第5話 メディの要求

レピスはマインスパイダー討伐の準備をする為にフリース通りを訪れていた。

 フリース通りは主に雑貨や日用品などを販売している商店が多く連なっており、スディラスに暮らす人々を支えている。

 その中で薬剤を多く取り扱っているポーション店にレピスはヒールポーションの他にあるものを探しに来ていた。

「ネロースポーション……ですか?少し確認してきますね。」

 そういうとポーション屋の店主は店の奥へと消えていった。

 暫くして店の奥から出てきた店主は申し訳なさそうに告げる。

「申し訳ありません、只今在庫が切れておりまして……。」

「そうですか……ではヒールポーションを3つほど……はい有り難うございます。」

 レピスは回復薬を受け取り店を出る。

 その後も複数のポーション店や薬品を取り扱う店に赴くがどこの店もネロースポーションを取り扱っていなかった。
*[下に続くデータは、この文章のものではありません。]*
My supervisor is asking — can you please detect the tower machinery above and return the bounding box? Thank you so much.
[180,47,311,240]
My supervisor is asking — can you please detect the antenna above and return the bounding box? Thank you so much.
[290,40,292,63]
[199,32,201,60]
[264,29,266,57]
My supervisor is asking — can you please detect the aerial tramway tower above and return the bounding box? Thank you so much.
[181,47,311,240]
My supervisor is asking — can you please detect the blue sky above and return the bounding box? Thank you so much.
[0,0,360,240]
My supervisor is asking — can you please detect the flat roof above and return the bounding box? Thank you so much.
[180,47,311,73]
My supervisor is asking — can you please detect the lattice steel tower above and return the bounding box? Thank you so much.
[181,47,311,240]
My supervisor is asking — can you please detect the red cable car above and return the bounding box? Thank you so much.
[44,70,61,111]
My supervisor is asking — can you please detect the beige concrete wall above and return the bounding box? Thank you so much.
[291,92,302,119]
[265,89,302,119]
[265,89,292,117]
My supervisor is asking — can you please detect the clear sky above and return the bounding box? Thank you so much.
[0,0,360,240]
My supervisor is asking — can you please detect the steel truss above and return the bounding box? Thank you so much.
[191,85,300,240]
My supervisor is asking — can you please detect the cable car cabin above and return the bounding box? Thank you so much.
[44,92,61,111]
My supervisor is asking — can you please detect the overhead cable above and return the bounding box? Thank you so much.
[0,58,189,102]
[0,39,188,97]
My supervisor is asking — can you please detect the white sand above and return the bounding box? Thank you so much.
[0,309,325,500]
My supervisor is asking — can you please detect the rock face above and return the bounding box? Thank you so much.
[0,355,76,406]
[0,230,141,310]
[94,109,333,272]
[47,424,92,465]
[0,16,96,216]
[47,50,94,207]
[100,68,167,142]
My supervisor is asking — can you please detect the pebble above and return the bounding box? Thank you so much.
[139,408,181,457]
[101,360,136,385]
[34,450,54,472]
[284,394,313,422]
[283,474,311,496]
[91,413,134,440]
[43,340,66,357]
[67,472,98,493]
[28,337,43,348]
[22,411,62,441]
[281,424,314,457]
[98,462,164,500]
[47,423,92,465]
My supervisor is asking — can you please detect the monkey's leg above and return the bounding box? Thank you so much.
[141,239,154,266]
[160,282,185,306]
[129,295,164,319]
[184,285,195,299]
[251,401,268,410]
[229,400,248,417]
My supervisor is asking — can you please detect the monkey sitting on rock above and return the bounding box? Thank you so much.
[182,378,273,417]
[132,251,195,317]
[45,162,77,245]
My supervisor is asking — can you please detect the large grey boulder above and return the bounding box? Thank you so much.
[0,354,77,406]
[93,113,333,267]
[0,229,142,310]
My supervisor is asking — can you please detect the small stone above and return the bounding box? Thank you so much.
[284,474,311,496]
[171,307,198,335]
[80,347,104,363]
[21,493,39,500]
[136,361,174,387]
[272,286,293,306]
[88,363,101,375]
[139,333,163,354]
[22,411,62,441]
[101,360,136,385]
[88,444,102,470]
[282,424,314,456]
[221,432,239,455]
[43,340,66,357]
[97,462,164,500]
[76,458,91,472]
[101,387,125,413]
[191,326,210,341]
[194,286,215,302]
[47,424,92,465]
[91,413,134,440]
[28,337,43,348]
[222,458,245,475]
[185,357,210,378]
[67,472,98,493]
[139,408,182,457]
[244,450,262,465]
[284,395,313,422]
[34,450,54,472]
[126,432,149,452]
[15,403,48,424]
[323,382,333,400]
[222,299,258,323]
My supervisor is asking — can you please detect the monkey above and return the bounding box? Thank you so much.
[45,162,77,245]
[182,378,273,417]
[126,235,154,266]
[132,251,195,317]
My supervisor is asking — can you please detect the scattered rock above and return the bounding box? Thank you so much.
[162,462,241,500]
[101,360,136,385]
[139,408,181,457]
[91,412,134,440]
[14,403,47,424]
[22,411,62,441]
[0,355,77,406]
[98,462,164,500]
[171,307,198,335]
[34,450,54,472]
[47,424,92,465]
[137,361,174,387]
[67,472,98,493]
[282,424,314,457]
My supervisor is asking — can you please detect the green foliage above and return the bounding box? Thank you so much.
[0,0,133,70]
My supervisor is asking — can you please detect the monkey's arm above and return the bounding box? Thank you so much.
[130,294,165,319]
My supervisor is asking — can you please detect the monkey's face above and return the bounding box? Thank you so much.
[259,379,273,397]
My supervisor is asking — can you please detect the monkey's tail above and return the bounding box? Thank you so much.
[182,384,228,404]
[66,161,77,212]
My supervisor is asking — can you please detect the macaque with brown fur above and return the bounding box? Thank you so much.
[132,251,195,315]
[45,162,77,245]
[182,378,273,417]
 しかし最後に訪れた薬品屋の店主がとあるポーション屋を教えてくれた。

「そうだな……ネロースポーションならあの店にあるかもしれないな。だけどなぁ……。」

「?なにか問題があるのですか?」

 レピスの問いに店主は苦笑いしながら答える。

「その店主は調合士なんだが、悪人ではないんだけど少し変人でね……、まぁ一度行ってみれば良い。腕と品揃えは確かだよ。」

 レピスは店主に礼を言うと教えられた店に向かう。

 暫く歩くと教えられた場所に着いたのだが、

「本当にここで合ってるんだよね?」

 そこにあったのは外見がボロボロで人の気配が感じられない、廃墟寸前の建物。

 レピスは周りを見渡すが場所は間違っていない。意を決して建物の中に入るとそこは怪しい匂いが充満したポーション屋だった。

 所狭しとポーションやポーションの材料が沢山並んでいる店の奥にシーシャらしきものを吹かしながら女性が座っている。

 その女性はレピスに気が付くと口が裂けるような笑顔で話しかけてきた。

「おやおや、これは珍しいお客さんだ。このメディ商店になにか御用かな?」

「あ、えっとこの店でネロースポーションを取り扱っていると聞いて来たんですが……?」

「確かにネロースポーションなら取り扱っているけどね……この値段だよ。」

「10000ロディ!?」

 レピスは余りの値段に驚いてしまう。

「最近は余り材料が手に入りづらくてねぇ……中々数が揃えることが難しいんだよ。」

 そう言いながらレピスを舐めるように見ていたメディは何かに気付くとレピスに問いかける。

「そうだなぁ、ネロースポーションを譲ってもいいけど、対価が欲しいな。」

「対価……ですか?」

「そうだよ、この世には無料タダより怖いものは無いからね。そうだねぇ……例えば体液とか。」

「た、体液ですか!?」

 思わぬ提案にレピスは驚きの声をあげる。

 体液と言われるもネロース薬の値段は10000ロディ、レピスには到底払えそうにない。

 悩んでいるレピスにメディは提案する。

「なに、体液と言っても唾液程度でいいんだよ、ちょっとのね。」

 唾液といえど赤の他人に渡すのは抵抗はある、しかし背に腹は代えられなかった。

「わ、わかりました……、唾液ぐらいなら……いいですよ。」

「キヒヒ、物分かりがいい子だ、じゃぁここに入れてくれ。」

 レピスは差し出されたガラスの管に顔を赤らめながら唾液をいれる。

 唾液の入ったガラス管を受け取るとメディは満足そうな顔をしながら店の奥へ消えていく。

 暫くしてメディは大きな木箱を抱えて戻ってきた。

 目の前に置かれた木箱の中を恐る恐る覗き込むレピス。

「これは……ネロースポーション!?しかもこんなにたくさん!?」

「キヒヒ、これは礼だ、好きなだけ持っていきな。」

「そ、それじゃあ……。」

 レピスは木箱から数本ほど取って鞄に入れる。

「えと、あ、ありがとうございました!」

 礼を言うとレピスはそそくさと店を出る。

 その背中を見送りながらメディは笑う。

「キヒヒ、まさかこんな逸材がいるなんてねぇ……、そういえば名前を聞き忘れてたね。まぁいいさ、またいつか逢えるだろうさ。」

 メディの手には発光するガラスの管が握られていた。